Two tales from the front lines…

First, as you can see from our lead story this week, I recently co-hosted another Compliance Week editorial roundtable—this time in Houston, with Deloitte, to explore how the Dodd-Frank Act is affecting the oil and gas industry.

As usual, we opened our conversation by going around the room and asking attendees what worries them most about Dodd-Frank. And as usual, the single greatest fear most people had was—wait for it—the new whistleblower bounty program coming from the Securities and Exchange Commission later this spring. Nothing new there, I thought to myself; compliance officers in every industry have been complaining to me about the Dodd-Frank Act's expanded whistleblower program for months.

But one roundtable participant identified why the whistleblower program is such a threat to the oil and gas industry specifically. The sector has a long history of bribing foreign officials, he said, and subsequent enforcement under the Foreign Corrupt Practices Act. Those FCPA enforcement actions lead to settlements with monetary fines that are gigantic. Therefore, oil and gas workers have an enormous temptation to run directly to the SEC with reports of foreign bribery, rather than alerting the corporate compliance officer. 

On its face that observation seems rather self-evident, but ponder the logic behind it. By creating a new avenue for employees to raise the alarm on corruption, the Dodd-Frank Act has increased your exposure to FCPA enforcement—not because more bribes are happening, but rather because regulators can more easily discover corruption at your company that you don't know about.

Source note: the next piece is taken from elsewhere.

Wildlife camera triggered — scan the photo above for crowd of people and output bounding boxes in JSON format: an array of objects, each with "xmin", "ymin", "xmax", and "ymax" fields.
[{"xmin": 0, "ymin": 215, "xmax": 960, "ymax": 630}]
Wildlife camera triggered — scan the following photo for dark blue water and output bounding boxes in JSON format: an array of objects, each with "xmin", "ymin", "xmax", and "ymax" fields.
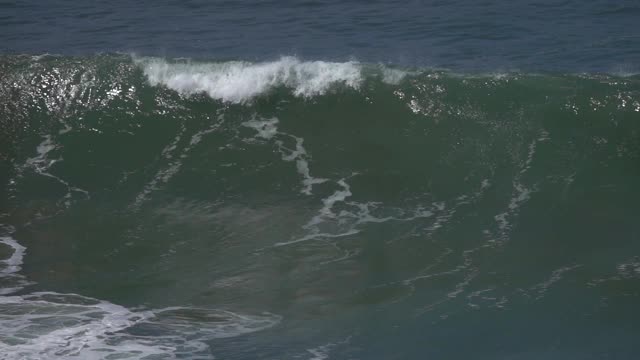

In other words, your corruption risk is higher, without any actual increase in corruption itself.

Second short story: I recently was talking with a friend of mine, a promising young assistant counsel at a publicly traded company in Chicago. His company (like many others) has engaged in a restructuring frenzy over the last several years, essentially removing all middle management even while expanding to 1,500 people. The result? A tiny senior staff managing legions of rank-and-file employees.

One day a consultant visited the company. The general counsel gathered my friend and a few other employees to meet with the consultant, who started by asking the obvious question: What are the key risks facing your company right now? Our assistant general counsel gave the very reasonable response, “I worry that we might lose our key employees now that the economy is recovering. They have nowhere to advance here any more.”

Well the general counsel, who had helped implement the restructuring, didn't like that answer at all. She glared at my friend for a moment and then the conversation moved on to a system for managing vendor contracts and similar concerns.

Last week my friend the assistant counsel interviewed for a job in the legal department of another local company. He's likely to get it—and then the general counsel can dwell on a system for managing vendors all she wants, since nobody else in the legal department will know how to do it. In other words, a plan to shed employees the company didn't want actually increased its risk that it wouldn't be able to keep the employees it did want.

Unintended consequences, folks. They're out there.